SKINCARE ADVICE: The good, the bad and the ugly

SKINCARE ADVICE: The good, the bad and the ugly


Mixed race woman with bleached brows, eyes closed wearing daisies in her hair and as lower eyelashes. Good, bad and ugly skincare advice. Photo: Michelle Leman,

The good, bad and ugly… beauty advice is a bit of an information minefield. The beauty of the internet and social media is that we have access to so much information.

It can clear up many things... Hey, Siri! What is the deal with Taylor Swift’s love life? And it can also give us good advice. The ugly truth, however, is that a lot of the content and advice out there can also be marketing hype/false/wrong/actually harmful. 

Let us help you find good advice on your journey to healthy, good-looking skin.

RULE #1: Question everything 

It’s easy to become obsessed with makeup tutorials, and why not?

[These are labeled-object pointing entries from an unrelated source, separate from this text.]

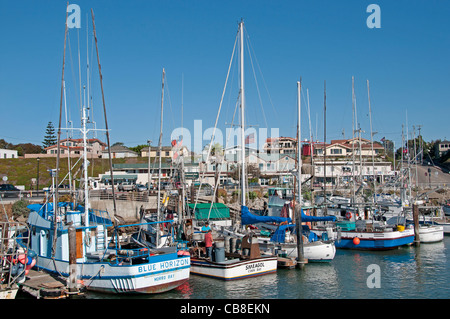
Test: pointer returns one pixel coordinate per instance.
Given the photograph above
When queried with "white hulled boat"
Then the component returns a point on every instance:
(72, 240)
(248, 262)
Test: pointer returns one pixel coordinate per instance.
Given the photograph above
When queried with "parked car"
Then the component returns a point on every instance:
(126, 186)
(8, 190)
(141, 188)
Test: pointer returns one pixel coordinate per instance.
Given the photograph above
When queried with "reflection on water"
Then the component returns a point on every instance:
(408, 273)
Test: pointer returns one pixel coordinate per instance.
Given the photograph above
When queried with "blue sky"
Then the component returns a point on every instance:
(406, 62)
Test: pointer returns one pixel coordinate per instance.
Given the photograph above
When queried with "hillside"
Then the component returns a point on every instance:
(20, 171)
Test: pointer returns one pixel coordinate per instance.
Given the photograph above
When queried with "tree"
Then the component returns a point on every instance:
(50, 137)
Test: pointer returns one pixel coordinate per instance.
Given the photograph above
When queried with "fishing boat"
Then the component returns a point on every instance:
(446, 208)
(430, 233)
(367, 234)
(244, 262)
(72, 241)
(99, 265)
(236, 264)
(16, 260)
(282, 240)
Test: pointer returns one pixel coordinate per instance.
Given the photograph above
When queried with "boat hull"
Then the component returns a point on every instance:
(313, 251)
(9, 293)
(160, 274)
(234, 269)
(374, 240)
(431, 233)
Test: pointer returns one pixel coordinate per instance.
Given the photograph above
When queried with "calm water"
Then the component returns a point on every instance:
(406, 273)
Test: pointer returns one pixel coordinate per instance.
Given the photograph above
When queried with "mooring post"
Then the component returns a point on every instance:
(416, 224)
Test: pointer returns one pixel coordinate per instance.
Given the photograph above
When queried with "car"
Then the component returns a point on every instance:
(8, 190)
(126, 186)
(141, 188)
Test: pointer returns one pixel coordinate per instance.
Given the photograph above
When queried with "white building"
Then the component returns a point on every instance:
(8, 154)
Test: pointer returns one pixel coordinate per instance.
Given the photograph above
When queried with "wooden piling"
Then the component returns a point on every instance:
(416, 224)
(72, 281)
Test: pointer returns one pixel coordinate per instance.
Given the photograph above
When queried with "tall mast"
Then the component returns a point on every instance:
(371, 141)
(241, 30)
(55, 190)
(325, 144)
(104, 114)
(84, 130)
(298, 210)
(160, 151)
(353, 140)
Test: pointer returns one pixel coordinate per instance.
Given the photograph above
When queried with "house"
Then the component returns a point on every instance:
(75, 147)
(441, 148)
(232, 153)
(281, 145)
(344, 148)
(8, 154)
(119, 151)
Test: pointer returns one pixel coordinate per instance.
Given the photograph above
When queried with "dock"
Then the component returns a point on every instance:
(41, 285)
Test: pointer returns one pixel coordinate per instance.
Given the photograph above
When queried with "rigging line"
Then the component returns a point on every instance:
(226, 145)
(170, 103)
(256, 81)
(79, 73)
(260, 71)
(217, 118)
(73, 71)
(231, 85)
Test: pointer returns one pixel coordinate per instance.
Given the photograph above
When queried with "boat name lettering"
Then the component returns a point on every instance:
(164, 265)
(253, 266)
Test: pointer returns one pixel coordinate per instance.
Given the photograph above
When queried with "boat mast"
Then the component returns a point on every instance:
(298, 209)
(241, 30)
(55, 190)
(158, 212)
(106, 120)
(353, 142)
(371, 142)
(84, 131)
(325, 145)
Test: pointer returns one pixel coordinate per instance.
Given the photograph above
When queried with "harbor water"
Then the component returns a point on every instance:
(411, 272)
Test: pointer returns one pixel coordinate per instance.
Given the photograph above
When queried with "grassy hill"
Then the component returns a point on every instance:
(20, 171)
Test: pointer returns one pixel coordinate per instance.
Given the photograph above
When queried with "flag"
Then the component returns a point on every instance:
(250, 139)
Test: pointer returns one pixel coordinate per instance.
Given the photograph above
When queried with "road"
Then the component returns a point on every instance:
(430, 174)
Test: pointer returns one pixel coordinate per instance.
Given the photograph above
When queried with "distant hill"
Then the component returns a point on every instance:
(23, 148)
(20, 171)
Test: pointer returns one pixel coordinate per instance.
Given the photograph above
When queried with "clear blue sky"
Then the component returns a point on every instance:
(406, 62)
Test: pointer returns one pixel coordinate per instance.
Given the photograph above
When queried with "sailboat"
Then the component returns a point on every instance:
(16, 260)
(238, 263)
(284, 240)
(72, 241)
(351, 231)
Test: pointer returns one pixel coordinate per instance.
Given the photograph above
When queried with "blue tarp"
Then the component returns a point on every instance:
(280, 234)
(46, 211)
(247, 218)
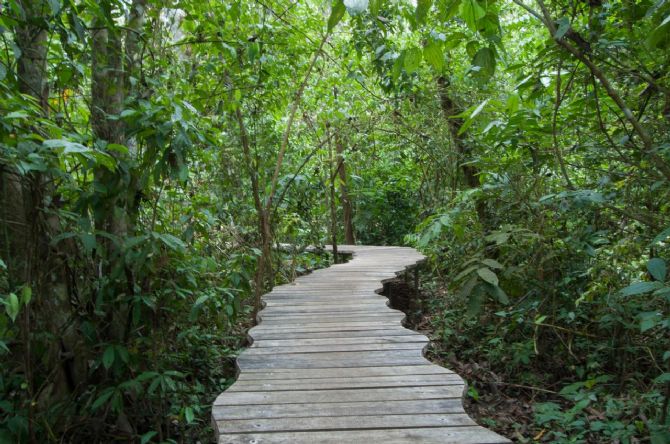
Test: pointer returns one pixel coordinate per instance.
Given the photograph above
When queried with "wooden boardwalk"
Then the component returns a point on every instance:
(331, 363)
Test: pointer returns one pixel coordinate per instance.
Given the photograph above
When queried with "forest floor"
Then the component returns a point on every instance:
(503, 407)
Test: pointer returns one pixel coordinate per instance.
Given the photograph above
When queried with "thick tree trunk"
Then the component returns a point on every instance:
(107, 93)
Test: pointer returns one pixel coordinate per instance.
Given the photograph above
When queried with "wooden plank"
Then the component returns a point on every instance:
(336, 423)
(333, 348)
(436, 435)
(331, 363)
(340, 395)
(427, 406)
(345, 382)
(352, 372)
(415, 337)
(259, 335)
(260, 362)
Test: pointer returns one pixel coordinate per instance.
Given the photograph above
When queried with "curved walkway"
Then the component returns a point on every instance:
(331, 363)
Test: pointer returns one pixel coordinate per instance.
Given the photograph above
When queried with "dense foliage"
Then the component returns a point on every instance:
(154, 154)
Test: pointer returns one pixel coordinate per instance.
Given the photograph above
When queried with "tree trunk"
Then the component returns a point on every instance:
(347, 209)
(331, 176)
(470, 172)
(107, 93)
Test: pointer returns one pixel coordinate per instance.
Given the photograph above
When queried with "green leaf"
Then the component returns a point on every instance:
(253, 49)
(189, 415)
(26, 295)
(513, 103)
(657, 269)
(375, 6)
(563, 27)
(147, 437)
(662, 236)
(485, 61)
(412, 60)
(471, 12)
(102, 399)
(12, 306)
(108, 357)
(68, 147)
(432, 53)
(491, 263)
(170, 241)
(422, 9)
(16, 115)
(640, 288)
(336, 14)
(355, 7)
(488, 276)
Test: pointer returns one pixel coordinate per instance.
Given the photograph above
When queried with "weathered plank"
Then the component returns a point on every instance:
(330, 362)
(437, 435)
(346, 422)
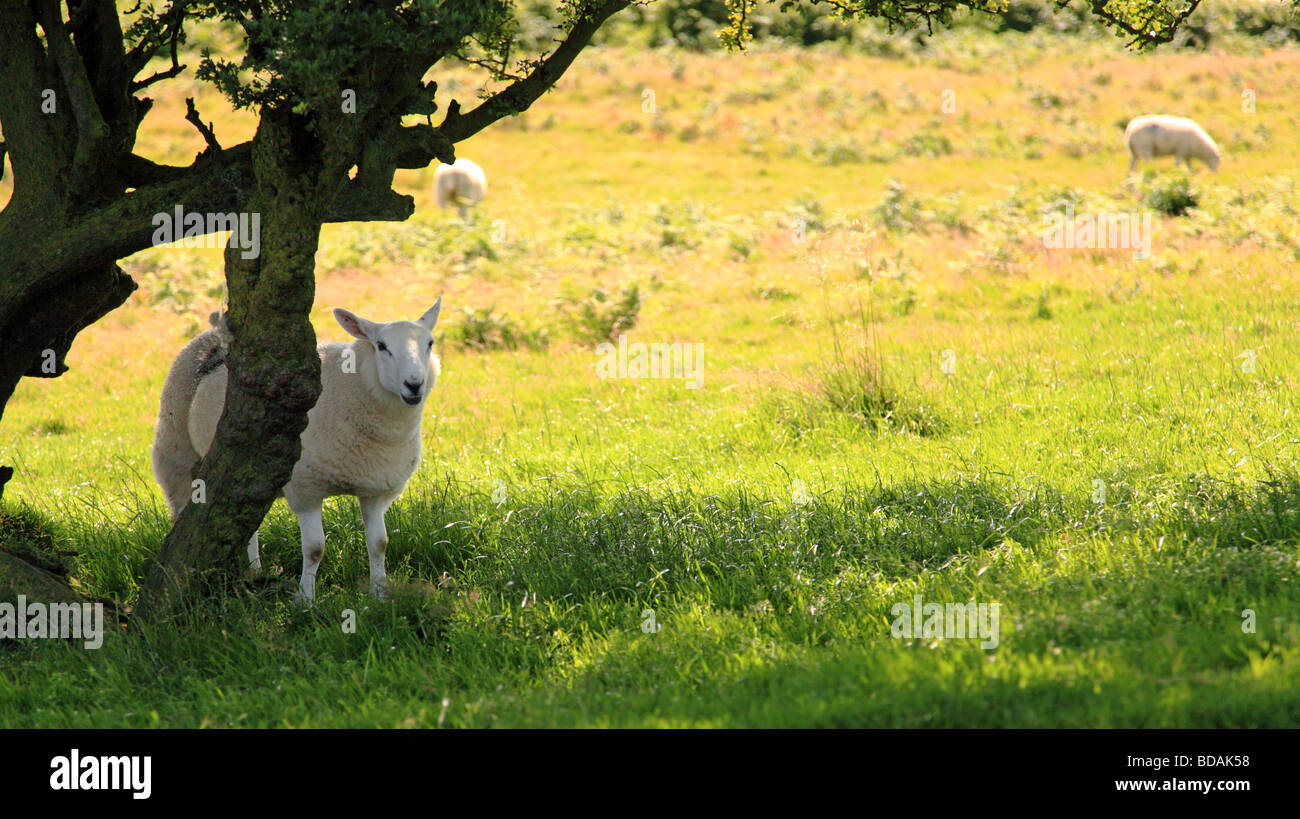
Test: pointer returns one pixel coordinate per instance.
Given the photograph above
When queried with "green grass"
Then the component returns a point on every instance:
(905, 393)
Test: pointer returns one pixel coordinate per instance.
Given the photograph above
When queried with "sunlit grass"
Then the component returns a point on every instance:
(905, 393)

They’re gorgeous and fun! But when it comes to getting your skincare and health advice from social media, you need to be a more careful. 

The rise of the ‘skinfluencer’ has seen photogenic folx who are skilled in performing, lighting and camera angles getting millions of views for their beauty hacks. But does that mean they are skincare or beauty experts? Probably not. Do your homework on their expertise before you trust their advice.

And just because something’s trending, doesn’t mean it’s good for your skin - trust us. 

Our advice: If it looks like something that’s going to go viral because it’s dangerous or weird (menstrual blood facial, anyone?), best to avoid it. Enjoy these TikTok posts as entertainment, but take them with a healthy pinch of salt. 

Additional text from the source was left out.